How to fit multiple curves to a single scatter plot of data?

I have data from distinct curves, and want to fit each of them individually. However, the data is mixed into a single array, so first I believe I need a way to separate the data.
I know that each of the individual curves is under the family A/x+B. As of now I cut out each of the curves by hand and curve fit, but would like to automate this process, have the computer separate these curves a fit them. I attempted to use machine learning, but didn't know where to start, what packages to use. I am using python, but can also use C++, in fact I hope to transfer it to C++ by the end.
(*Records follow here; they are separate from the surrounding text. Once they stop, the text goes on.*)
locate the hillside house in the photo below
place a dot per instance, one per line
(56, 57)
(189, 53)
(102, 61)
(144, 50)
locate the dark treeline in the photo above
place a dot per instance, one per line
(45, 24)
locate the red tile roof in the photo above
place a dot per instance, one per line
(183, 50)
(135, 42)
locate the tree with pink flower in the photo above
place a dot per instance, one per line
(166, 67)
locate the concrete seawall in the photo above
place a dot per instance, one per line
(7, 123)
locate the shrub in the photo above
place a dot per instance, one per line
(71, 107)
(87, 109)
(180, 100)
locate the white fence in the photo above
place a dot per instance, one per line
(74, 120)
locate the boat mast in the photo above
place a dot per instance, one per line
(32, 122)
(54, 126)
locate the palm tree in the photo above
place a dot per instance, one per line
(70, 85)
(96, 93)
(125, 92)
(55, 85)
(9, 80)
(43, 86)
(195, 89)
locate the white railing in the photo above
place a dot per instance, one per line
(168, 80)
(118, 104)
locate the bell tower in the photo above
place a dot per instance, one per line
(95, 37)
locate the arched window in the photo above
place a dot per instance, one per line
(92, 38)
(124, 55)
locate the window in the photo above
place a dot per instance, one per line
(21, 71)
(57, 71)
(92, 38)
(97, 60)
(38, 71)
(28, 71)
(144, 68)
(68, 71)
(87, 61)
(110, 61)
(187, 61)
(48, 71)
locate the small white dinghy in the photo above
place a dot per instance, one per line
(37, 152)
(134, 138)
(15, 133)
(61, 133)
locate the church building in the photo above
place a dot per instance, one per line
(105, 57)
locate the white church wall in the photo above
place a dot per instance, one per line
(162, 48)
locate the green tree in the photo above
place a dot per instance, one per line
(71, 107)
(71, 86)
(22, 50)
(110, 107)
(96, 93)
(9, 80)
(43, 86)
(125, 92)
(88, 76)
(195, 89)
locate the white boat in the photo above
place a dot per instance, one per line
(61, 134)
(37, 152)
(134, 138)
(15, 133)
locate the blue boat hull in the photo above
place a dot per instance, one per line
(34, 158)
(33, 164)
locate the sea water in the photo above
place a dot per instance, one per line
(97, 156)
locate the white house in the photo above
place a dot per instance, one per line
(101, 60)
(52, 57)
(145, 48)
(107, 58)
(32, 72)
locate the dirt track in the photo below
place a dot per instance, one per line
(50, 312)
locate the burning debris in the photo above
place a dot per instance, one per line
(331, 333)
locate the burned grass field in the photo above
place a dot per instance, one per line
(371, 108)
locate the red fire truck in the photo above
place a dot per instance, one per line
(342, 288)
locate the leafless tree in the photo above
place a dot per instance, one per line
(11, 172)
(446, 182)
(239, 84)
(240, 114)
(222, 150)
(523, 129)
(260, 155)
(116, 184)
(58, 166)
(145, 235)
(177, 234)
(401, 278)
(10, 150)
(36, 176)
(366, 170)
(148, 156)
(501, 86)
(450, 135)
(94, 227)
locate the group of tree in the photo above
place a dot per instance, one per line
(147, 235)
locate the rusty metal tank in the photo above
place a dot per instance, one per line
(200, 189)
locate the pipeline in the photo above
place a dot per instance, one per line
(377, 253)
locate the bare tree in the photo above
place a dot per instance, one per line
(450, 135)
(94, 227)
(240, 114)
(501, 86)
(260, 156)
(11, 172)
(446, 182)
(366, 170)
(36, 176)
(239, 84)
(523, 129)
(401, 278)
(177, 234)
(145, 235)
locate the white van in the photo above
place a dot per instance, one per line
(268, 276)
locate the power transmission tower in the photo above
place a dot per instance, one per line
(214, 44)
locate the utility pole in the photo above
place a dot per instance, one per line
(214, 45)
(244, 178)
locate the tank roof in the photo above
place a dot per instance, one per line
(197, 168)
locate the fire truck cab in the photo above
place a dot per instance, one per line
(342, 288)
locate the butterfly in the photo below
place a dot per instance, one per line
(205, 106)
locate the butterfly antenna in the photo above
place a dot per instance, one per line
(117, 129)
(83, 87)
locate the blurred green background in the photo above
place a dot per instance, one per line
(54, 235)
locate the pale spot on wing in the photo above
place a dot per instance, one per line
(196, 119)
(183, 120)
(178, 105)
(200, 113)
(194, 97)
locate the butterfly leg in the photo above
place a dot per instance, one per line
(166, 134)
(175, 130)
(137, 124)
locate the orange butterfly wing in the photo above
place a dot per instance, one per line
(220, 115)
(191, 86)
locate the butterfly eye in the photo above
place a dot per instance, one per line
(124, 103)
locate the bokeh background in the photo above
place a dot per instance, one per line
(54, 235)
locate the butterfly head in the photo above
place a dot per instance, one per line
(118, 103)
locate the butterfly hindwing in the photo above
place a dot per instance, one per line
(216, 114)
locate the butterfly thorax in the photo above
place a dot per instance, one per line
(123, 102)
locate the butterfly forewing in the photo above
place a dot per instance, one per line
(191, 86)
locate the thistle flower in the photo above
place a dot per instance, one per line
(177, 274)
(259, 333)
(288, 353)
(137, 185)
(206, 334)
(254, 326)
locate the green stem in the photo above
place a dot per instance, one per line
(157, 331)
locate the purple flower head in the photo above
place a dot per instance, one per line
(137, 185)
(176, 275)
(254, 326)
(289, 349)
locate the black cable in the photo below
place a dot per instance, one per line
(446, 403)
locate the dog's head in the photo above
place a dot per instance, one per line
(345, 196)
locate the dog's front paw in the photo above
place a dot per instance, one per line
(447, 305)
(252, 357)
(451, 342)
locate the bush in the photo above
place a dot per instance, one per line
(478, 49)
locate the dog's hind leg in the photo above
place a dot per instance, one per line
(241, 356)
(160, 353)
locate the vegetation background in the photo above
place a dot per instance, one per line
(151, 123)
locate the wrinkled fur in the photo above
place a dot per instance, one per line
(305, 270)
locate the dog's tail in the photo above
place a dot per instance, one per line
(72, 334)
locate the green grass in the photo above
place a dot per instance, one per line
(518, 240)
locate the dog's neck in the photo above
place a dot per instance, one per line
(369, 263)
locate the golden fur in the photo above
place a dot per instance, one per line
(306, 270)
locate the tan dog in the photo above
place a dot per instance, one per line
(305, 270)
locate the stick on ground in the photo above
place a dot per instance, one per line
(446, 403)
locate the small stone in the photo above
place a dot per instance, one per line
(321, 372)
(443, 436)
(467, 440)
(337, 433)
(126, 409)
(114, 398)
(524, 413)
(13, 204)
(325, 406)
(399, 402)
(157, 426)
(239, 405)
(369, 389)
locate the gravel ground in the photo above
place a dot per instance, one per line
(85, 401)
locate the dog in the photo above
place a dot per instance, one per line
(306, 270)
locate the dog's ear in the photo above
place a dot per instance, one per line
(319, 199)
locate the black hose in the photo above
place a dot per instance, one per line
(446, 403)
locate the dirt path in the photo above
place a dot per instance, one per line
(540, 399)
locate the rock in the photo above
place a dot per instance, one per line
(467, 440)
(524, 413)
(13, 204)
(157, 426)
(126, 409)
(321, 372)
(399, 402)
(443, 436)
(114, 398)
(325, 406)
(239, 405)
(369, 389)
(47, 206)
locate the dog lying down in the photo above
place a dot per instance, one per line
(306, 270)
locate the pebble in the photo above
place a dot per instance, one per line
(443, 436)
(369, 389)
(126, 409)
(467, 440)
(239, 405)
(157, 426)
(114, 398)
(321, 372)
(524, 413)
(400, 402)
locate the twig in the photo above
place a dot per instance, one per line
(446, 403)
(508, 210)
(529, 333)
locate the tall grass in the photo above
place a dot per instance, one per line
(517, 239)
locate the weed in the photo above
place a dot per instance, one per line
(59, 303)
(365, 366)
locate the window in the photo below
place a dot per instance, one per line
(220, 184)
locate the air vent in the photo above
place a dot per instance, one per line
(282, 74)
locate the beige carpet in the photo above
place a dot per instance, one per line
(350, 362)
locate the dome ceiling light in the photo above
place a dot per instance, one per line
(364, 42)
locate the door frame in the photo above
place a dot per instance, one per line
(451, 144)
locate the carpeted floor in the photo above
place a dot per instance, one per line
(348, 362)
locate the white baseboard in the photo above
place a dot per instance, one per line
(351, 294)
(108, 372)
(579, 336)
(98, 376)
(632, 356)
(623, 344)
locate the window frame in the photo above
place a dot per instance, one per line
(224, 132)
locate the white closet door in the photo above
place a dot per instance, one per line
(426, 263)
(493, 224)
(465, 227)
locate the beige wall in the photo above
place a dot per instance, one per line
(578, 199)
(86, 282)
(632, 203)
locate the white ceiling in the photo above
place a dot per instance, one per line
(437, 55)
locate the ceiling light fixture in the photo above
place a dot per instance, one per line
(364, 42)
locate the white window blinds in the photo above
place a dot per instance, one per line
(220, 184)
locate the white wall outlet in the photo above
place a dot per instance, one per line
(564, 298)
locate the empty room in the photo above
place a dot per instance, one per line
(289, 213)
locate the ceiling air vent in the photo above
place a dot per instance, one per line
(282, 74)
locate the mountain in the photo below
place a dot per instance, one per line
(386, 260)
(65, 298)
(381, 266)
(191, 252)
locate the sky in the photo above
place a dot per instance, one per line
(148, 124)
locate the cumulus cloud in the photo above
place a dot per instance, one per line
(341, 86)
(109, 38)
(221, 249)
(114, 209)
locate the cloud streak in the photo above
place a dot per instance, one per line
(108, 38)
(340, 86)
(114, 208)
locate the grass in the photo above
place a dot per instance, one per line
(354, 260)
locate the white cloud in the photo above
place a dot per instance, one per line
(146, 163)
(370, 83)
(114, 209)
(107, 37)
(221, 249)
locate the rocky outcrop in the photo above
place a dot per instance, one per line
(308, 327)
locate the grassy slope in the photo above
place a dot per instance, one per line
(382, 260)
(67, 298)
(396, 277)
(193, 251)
Where do you think I should start, is it worth it to use unsupervised machine learning, or is there a better way to separate the data?
The expected curves:
An example of the data

Well, you sure do have an interesting problem.
I see that there are curves with Y-axis values that are considerably larger than the rest of them. I would simply take the first N-values with the largest Y-axis values and then fit them to an exponential decay curve (or that other curve you mention). You can then simply take the points that most fit that curve and then leave the other points alone.
Except...
This is a terrible way to extrapolate data. Doing this, you are cherry-picking the data you want. This is falsifying information and is very bad.
Your best bet is to create a single curve that all points fit too if you cannot isolate all of those points into separate curves with external information.
But...
We do know some information: a valid function must have only 1 output given a single input.
If the X-Axis is discreet, this means you can create a lookup table of Outputs given the input. This allows you to count how many curves there are associated with the specific X-value (which could be a time unit). In other words, you have to have external information to separate points locally. You can then reorder the points in increasing Y-value, and now you have your separate curves defined in discrete points.
Basically, this is an unsolvable problem in the general sense, but in your specific application, there might be extra rules that further define the domain and range such that you can do data filtering.
One more thing...
I am making these statements with the assumption that the (X,Y) values are floats that cannot maintain accuracy after some mathematical operations.
If you are using things like unum numbers, you might be able to keep enough information in the decimal such that your fitting functions can differentiate between points without extra filtering.
This case is more of a hope than anything, as adopting a new number representation to get more accuracy to isolate sampled points is a stretch at best.
Just for completeness, there are some mathematical libraries that might help you.
Boost.uBLAS
Eigen
LAPACK++
Hopefully, I have given you enough information to allow you to solve your problem.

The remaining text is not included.